Courant 2011, à peine nommé à la tête du département de l’Enseignement Pré-Universitaire, le ministre Ibrahima Kourouma avait pris la décision d’interdire les séances de révision nocturnes organisées par les enseignants dans les écoles sous forme d’internat.

Pour l’ex-ministre de l’Enseignement Pré-Université, ces séances de révisions n’étaient autres que les regroupements des élèves pour soit arnaquer les parents d’élèves, préparer la fraude ou parfois livrer les jeunes à la débauche. Trois ans après son départ, le phénomène d’internats improvisés la veille des examens refait surface.

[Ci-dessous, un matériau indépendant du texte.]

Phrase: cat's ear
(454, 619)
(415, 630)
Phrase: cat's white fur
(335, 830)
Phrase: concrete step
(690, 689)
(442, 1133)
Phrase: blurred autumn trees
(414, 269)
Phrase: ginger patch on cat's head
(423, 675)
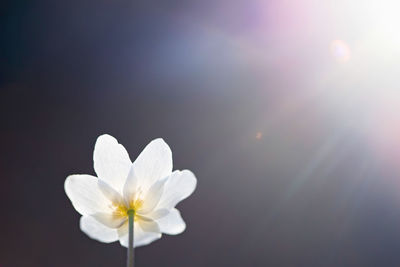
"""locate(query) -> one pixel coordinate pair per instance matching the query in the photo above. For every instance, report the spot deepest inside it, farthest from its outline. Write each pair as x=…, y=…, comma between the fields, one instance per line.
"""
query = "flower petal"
x=85, y=195
x=153, y=196
x=148, y=225
x=110, y=220
x=179, y=186
x=111, y=161
x=154, y=163
x=110, y=193
x=172, y=224
x=141, y=238
x=98, y=231
x=129, y=191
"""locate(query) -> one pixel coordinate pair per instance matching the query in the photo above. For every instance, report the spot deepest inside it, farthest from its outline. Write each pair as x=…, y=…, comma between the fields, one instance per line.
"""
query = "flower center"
x=121, y=210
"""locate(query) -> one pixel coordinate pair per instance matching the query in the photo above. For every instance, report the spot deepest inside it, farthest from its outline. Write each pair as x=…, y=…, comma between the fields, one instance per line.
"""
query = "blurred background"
x=288, y=112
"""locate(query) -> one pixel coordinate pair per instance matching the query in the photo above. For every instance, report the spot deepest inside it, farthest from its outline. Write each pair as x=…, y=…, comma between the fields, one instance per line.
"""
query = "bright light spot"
x=340, y=51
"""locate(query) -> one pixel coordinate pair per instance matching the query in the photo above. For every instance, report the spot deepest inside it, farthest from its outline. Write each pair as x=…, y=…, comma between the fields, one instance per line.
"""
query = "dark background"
x=291, y=172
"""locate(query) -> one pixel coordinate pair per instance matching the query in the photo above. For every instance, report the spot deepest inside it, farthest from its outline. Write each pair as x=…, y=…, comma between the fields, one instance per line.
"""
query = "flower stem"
x=131, y=251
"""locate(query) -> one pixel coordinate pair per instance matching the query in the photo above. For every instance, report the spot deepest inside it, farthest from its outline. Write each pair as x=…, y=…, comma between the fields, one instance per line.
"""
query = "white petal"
x=148, y=225
x=111, y=161
x=98, y=231
x=110, y=220
x=172, y=224
x=129, y=191
x=109, y=192
x=179, y=186
x=154, y=163
x=141, y=238
x=85, y=195
x=153, y=196
x=158, y=214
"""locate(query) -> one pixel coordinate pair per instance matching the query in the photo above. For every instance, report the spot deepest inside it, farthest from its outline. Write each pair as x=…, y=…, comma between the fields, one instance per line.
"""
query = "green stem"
x=131, y=251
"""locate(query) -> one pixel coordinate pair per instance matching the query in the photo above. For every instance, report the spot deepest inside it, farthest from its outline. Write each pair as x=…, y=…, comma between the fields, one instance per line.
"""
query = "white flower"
x=148, y=186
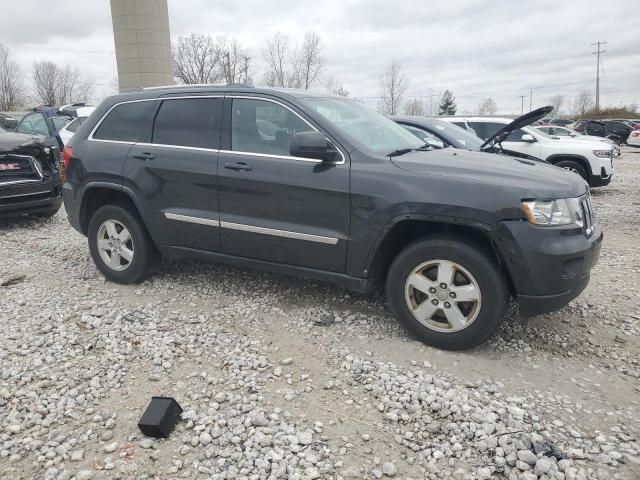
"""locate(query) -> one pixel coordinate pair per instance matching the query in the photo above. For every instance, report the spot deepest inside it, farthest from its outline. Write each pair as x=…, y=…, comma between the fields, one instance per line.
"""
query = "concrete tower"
x=143, y=43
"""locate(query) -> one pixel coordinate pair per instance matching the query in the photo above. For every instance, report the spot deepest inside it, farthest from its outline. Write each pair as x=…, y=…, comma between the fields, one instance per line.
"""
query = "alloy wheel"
x=443, y=296
x=115, y=245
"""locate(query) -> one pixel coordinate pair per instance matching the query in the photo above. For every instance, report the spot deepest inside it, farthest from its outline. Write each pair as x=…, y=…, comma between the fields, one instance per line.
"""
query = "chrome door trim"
x=189, y=219
x=178, y=147
x=267, y=155
x=279, y=233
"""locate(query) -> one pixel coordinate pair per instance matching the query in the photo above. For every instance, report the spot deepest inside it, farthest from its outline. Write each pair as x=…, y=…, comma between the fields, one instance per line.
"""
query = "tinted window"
x=60, y=122
x=363, y=125
x=128, y=122
x=73, y=126
x=491, y=128
x=515, y=136
x=425, y=136
x=193, y=122
x=34, y=124
x=259, y=126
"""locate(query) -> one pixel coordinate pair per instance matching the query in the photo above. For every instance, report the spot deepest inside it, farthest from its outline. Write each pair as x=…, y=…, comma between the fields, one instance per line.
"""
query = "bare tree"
x=11, y=81
x=487, y=107
x=414, y=107
x=45, y=79
x=276, y=56
x=196, y=59
x=556, y=102
x=299, y=67
x=393, y=85
x=309, y=62
x=71, y=87
x=58, y=86
x=234, y=60
x=332, y=85
x=582, y=103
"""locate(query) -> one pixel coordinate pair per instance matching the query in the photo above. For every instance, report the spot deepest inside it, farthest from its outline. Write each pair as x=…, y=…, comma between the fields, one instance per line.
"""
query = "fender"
x=551, y=159
x=421, y=217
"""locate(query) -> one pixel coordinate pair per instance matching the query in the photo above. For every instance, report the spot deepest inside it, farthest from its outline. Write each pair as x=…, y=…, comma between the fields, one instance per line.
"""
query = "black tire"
x=491, y=282
x=145, y=252
x=574, y=167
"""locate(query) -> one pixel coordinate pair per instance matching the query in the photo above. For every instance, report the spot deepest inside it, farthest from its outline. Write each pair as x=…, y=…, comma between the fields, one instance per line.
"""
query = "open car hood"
x=523, y=121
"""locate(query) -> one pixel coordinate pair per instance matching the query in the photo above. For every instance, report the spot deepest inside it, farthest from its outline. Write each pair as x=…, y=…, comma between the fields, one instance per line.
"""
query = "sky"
x=504, y=49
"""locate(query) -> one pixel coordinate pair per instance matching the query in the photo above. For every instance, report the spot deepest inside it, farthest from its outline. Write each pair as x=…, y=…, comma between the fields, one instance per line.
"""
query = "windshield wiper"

Depuis le mois de juin, les écoles de la capitale et celles de l’intérieur sont pris d’assaut par les élèves-candidats et les enseignants qui y ont installé des dortoirs et des salles de révision. Ces cours dit de rattrapage ne sont pas gratuits. Ils se négocient autour de 150.000 francs guinéens par candidat voir plus, selon les localités et les écoles. Ainsi, chaque soir les élèves munis d’un matelas, des bouteilles d’eau, des boites de conserve et autres plats préparés pour la circonstance… Ces séances de révision ne s’effectuent uniquement que les nuits. Les élèves, filles comme garçons passent la nuit à « réviser les cours ». Ils ne retournent à leurs domiciles que le matin.

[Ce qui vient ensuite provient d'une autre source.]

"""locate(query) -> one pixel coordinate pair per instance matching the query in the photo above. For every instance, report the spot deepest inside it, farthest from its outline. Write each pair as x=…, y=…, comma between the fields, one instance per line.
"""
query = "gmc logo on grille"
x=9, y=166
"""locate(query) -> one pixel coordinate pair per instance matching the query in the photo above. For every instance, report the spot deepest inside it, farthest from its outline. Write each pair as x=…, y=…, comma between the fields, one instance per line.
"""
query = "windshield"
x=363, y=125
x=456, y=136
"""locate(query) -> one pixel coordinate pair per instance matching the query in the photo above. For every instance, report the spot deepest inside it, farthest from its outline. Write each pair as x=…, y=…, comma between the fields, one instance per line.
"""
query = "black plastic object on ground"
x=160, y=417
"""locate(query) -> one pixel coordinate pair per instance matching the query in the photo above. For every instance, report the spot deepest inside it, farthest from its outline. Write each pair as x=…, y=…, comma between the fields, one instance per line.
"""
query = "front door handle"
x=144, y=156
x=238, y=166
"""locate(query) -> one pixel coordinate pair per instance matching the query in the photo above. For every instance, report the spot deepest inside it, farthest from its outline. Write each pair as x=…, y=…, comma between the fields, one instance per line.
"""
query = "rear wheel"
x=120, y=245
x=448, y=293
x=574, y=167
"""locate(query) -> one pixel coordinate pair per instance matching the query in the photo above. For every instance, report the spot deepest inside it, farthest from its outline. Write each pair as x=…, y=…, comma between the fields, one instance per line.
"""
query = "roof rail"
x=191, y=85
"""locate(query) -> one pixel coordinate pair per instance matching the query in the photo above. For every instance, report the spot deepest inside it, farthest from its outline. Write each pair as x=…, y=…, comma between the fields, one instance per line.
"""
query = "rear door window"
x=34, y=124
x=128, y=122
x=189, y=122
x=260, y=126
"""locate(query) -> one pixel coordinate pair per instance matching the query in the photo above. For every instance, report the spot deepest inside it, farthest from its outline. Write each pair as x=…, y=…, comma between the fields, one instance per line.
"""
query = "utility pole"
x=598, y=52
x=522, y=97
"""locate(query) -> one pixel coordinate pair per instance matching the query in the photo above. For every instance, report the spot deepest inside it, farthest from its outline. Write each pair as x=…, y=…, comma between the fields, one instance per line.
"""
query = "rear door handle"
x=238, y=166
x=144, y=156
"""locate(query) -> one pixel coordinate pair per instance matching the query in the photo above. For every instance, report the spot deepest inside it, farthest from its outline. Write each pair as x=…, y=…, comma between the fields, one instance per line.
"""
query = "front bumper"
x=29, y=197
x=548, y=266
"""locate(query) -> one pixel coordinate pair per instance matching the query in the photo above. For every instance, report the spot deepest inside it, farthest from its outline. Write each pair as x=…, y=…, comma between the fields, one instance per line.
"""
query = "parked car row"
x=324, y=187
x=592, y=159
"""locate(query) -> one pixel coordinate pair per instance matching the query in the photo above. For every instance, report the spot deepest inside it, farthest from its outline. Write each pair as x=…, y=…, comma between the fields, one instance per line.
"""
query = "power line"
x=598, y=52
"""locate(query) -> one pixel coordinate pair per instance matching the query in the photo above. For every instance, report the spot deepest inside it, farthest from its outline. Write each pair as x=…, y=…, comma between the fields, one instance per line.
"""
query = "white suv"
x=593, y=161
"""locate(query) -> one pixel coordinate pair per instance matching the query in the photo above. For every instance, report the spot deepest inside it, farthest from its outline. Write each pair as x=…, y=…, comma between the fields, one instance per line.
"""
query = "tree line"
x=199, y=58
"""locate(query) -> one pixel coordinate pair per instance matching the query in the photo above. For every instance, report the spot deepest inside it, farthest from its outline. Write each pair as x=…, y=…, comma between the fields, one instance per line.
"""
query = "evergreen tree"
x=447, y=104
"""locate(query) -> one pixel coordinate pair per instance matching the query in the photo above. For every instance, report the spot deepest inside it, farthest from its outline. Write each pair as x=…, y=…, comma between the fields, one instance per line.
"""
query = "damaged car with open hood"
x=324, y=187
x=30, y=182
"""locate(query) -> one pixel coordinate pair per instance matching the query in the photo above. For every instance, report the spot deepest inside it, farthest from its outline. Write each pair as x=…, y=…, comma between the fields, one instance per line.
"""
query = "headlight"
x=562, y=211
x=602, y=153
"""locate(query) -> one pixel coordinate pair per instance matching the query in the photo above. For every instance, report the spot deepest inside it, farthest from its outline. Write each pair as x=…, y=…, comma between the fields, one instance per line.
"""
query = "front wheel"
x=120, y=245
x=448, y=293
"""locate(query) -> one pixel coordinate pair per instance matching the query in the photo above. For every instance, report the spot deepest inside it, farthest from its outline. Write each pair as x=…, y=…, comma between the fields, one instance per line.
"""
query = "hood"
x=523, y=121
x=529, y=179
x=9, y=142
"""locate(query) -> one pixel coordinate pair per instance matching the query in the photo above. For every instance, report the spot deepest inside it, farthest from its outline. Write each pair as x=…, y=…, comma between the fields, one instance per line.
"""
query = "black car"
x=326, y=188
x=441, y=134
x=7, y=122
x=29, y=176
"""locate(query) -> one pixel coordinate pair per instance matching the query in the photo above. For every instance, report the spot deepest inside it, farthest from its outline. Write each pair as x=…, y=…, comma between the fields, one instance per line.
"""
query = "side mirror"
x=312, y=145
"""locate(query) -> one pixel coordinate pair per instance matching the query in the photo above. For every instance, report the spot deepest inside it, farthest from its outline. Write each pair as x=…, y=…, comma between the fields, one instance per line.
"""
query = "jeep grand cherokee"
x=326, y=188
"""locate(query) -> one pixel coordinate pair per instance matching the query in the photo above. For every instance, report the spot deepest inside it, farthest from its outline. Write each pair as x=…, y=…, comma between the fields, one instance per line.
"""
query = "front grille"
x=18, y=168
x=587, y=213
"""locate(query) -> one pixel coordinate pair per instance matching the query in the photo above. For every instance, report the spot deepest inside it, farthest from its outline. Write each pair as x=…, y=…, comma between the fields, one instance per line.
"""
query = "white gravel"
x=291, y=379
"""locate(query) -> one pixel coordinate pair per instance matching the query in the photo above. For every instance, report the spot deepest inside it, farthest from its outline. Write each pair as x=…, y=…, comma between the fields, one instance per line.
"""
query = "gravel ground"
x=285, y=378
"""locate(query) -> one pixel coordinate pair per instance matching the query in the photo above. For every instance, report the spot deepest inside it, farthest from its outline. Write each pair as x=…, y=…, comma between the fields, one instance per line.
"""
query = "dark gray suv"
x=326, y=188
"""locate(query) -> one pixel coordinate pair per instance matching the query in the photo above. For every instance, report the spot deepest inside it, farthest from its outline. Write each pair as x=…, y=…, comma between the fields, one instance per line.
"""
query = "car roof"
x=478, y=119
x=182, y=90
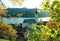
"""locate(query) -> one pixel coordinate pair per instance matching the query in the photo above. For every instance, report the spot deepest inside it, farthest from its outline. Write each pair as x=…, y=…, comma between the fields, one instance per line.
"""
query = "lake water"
x=20, y=20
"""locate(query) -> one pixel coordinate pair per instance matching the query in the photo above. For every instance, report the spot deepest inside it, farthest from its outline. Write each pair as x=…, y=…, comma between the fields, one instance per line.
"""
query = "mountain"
x=26, y=12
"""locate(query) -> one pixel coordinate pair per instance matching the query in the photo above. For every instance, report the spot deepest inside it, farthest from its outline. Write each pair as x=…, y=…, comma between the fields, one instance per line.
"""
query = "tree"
x=53, y=8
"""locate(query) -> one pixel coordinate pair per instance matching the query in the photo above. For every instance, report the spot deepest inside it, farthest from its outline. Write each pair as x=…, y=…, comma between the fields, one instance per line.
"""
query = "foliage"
x=7, y=30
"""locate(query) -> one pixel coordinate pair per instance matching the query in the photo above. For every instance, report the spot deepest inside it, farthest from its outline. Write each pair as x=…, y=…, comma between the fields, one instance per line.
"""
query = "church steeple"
x=36, y=15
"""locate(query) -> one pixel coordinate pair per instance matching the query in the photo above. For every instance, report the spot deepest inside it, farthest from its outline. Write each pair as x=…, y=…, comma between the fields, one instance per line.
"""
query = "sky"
x=26, y=3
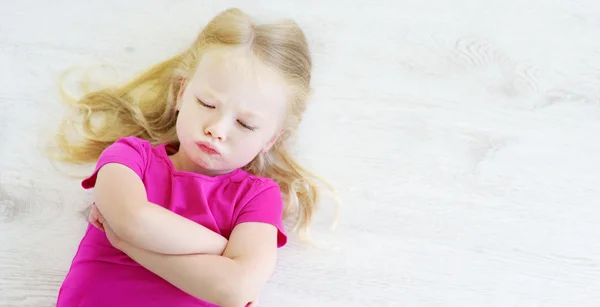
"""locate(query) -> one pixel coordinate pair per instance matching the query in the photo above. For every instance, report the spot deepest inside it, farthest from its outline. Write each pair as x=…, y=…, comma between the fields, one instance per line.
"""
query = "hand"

A l’école Federico Mayor, au quartier Sandervallia, dans la commune de Kaloum où nous nous sommes rendus le 3 juillet dernier, c’était une foule d’élèves que nous avons eue à rencontrer. L’établissement grouillait de monde : enseignants, élèves et autres vautours rôdaient dans la cour. Qui pour proposer des sujets susceptibles d’être choisis lors des examens, qui pour donner des cours de renforcement. « Nous sommes là pour aider les candidats aux examens à revoir leurs cours. Nous donnons des cours de soutien pour qu’ils abordent avec aisance les épreuves », lâche Camara A, professeur de mathématique, quand un autre enseignant nous apprend que l’argent payés par les candidats leur permet d’avoir des brochures et autres supports. « L’argent que les élèves payent, c’est pour les brochures. Ce n’est pas pour acheter les sujets… Nous dispensons ici des cours de soutien pour qu’ils soient prêts à affronter les épreuves », précise-t-il.

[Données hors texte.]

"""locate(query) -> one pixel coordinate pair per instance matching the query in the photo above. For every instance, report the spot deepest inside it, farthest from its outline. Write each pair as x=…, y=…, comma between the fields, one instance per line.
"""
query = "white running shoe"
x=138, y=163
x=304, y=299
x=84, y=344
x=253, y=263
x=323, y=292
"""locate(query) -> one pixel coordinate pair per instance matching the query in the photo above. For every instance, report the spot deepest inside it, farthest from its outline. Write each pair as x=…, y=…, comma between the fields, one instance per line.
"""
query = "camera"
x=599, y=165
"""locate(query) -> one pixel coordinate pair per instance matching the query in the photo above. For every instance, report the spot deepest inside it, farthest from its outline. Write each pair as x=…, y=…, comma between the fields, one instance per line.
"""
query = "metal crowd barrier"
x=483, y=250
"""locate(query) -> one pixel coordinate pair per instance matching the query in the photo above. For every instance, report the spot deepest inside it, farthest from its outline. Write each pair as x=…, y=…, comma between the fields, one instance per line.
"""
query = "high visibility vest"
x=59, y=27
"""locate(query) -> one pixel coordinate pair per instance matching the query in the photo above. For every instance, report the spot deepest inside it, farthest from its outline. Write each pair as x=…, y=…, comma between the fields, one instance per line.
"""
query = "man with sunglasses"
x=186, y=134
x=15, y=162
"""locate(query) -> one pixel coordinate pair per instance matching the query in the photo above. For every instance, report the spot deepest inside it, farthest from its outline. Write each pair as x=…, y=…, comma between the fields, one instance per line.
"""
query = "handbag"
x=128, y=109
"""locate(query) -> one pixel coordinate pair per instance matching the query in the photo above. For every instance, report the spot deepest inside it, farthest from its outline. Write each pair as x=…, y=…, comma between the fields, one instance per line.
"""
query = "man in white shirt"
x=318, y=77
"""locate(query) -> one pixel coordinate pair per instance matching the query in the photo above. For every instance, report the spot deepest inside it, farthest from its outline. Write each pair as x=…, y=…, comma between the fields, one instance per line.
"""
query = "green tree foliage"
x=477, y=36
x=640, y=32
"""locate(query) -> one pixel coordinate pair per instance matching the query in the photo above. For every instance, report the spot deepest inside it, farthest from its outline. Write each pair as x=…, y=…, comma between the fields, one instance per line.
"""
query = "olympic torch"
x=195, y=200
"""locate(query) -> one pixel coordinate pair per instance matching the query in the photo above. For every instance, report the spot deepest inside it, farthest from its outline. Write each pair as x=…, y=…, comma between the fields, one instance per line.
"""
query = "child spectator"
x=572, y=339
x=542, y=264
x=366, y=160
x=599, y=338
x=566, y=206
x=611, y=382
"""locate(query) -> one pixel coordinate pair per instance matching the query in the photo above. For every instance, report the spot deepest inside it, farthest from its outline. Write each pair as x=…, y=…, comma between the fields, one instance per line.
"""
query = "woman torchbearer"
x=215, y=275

Quant aux candidats interrogés, ils sont tous unanimes que les séances de révision leur permettent d’aborder les épreuves et sans doute tomber sur des sujets.  « Nous participons aux séances de révision pour être dans le bain… Vous savez, tout est possible ici… On peut avoir des sujets avec les enfants des personnalités ! Et dans ce cas, les professeurs nous aident à les traiter et ensuite on apprend le traité par cœur avant le jour J », nous apprend Mamadi Sakho, élève de la terminale sciences expérimentales.

Au ministère de l’Education Nationale, plus précisément à la direction des Services Examens et Concours, les dispositions sont prises pour barrer la route à la fraude. Les responsables de ce service croient, dur comme fer, qu’il y ait fuite cette année.

« Nous avons pris toutes les dispositions cette fois-ci. Il n’y aura pas de fuite. Les élèves-candidats seront fouillés avant d’avoir accès aux salles. Pas de téléphones ni un appareil quelconque. Les surveillants sont préparés et conditionnés pour mener à bien leur mission. Nous profitons pour demander aux parents d’élèves de ne pas venir « assiéger » les centres d’examen. Qu’ils laissent les enfants composer en toute quiétude ! C’est un examen. Si l’enfant a bien étudié au cours de l’année scolaire, il pourra s’en sortir…Tout est prêt pour le bon déroulement des examens scolaires », nous rassure, un cadre proche de la Direction des Services et Examens qui a accepté de se prêter à nos questions, mais dans l’anonymat.